Moshe Freiman says the Gaza plan is a new Shoah
"I want to shock Israel, and if I have to don a Star of David I will do it," Gaza settler Aharon Tzur said.
The move has touched a raw nerve in Israel, where many support the Gaza pullout and see the settlers' protest as trivialising the Nazi genocide.
Critics say the protest equates the Israeli army with Nazi forces.
"With all the empathy one feels for people being uprooted from their homes, the notion that Israel is about to send them to Auschwitz is a horrible distortion," said Efraim Zuroff of the Simon Wiesenthal Centre.
Under Nazi rule in the 1930s and 1940s, European Jews were forced to wear yellow Stars of David before and during the genocide as an emblem of shame.
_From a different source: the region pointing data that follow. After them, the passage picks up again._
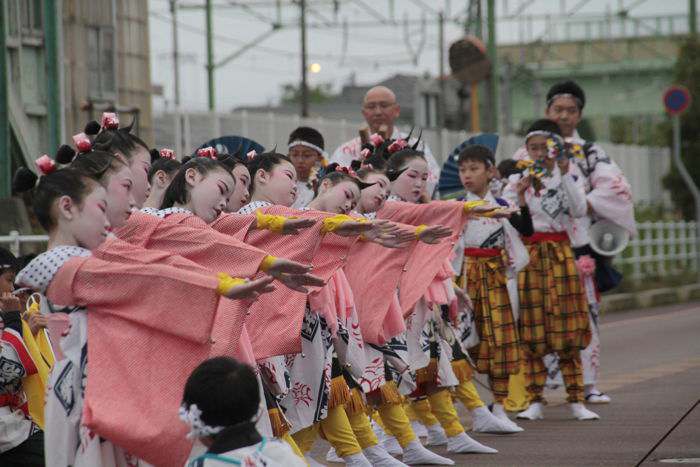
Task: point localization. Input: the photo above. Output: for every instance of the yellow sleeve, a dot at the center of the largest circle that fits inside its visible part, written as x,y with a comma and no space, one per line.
469,205
331,224
270,222
267,263
226,283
Chairman of Israel's Yad Vashem Holocaust memorial, Avner Shalev, accused the protesters of damaging the memory of the Holocaust, that was "a unifying factor in Israeli society, not the opposite".
The Yesha council of settler leaders joined in the criticism, although it has urged followers to break the law to resist evacuation from Gaza.
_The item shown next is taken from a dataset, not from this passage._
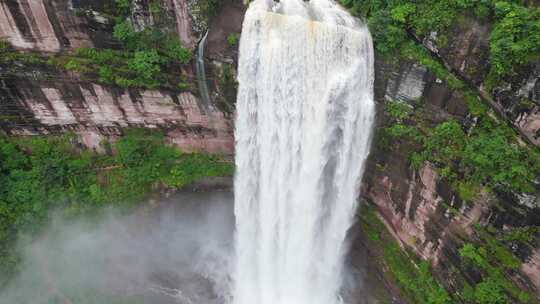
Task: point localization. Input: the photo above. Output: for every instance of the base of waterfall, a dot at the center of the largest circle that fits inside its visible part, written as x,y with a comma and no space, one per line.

Protesters denied that the settlers were likening the Israeli government to the Nazis.
"I am not making a comparison with the Nazis, because our star is orange, not yellow," said Moshe Freiman of the Gush Katif settlement bloc.
"I sense that I am a victim of a new expulsion of Jews and that a Shoah [Holocaust] is being visited on my home where I have lived for the last 28 years," he added.
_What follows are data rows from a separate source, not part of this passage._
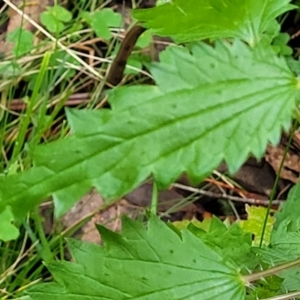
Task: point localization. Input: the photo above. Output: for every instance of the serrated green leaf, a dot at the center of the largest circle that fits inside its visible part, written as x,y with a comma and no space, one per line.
233,244
190,20
210,105
151,264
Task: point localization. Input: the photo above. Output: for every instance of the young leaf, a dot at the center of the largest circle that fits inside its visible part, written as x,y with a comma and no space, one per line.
193,20
209,106
151,264
289,210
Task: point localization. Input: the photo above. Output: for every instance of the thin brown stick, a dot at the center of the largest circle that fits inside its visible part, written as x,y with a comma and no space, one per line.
225,196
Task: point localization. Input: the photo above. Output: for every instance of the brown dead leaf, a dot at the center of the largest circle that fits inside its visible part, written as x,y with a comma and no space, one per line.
291,165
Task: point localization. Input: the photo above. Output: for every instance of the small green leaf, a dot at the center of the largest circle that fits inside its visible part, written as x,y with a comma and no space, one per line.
153,264
60,13
254,224
51,23
23,40
288,211
55,17
101,20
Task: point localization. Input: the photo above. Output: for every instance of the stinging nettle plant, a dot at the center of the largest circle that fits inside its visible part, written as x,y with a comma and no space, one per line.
210,103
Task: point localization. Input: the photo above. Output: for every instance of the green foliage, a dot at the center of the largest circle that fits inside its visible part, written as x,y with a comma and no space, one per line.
254,224
55,17
208,101
22,39
6,220
157,263
246,20
102,20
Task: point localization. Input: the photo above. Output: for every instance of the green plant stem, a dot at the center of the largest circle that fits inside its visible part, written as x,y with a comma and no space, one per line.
31,103
271,271
154,199
288,296
272,196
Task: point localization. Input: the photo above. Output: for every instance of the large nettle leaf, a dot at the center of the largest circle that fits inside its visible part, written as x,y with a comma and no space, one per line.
157,263
190,20
209,105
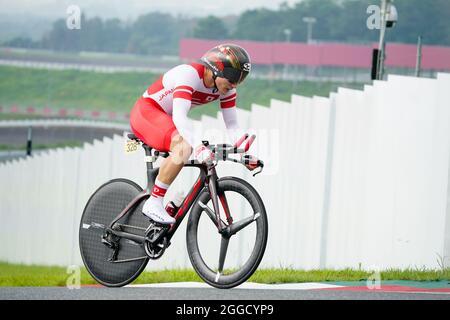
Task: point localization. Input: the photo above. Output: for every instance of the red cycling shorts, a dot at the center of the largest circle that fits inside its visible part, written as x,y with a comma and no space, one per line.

PM Ariel Sharon has urged settlers to obey the law
Meanwhile, Israel's police chief has expressed concern that resistance by ideological settlers could hamper the evacuation.
"The evacuation will be hard to execute, but if it is not, this will be dangerous for Israeli democracy," Moshe Karadi said in a speech .
The government plans to compensate Jews who leave the settlements peacefully, but has threatened to impose heavy fines or imprison settlers who do not obey the law.
Bitterness among Gaza settlers was increased on Tuesday when Palestinian rockets hit a synagogue in the Netzarim settlement during morning prayers, causing damage but no injuries.
The disengagement plan entails evacuating the 8,000 settlers from Gaza and four West Bank enclaves and the troops who protect them, but keeping control of Gaza's borders, coastline and airspace.
Israeli forces have occupied the Gaza Strip and West Bank - home to nearly four million Palestinians - since 1967.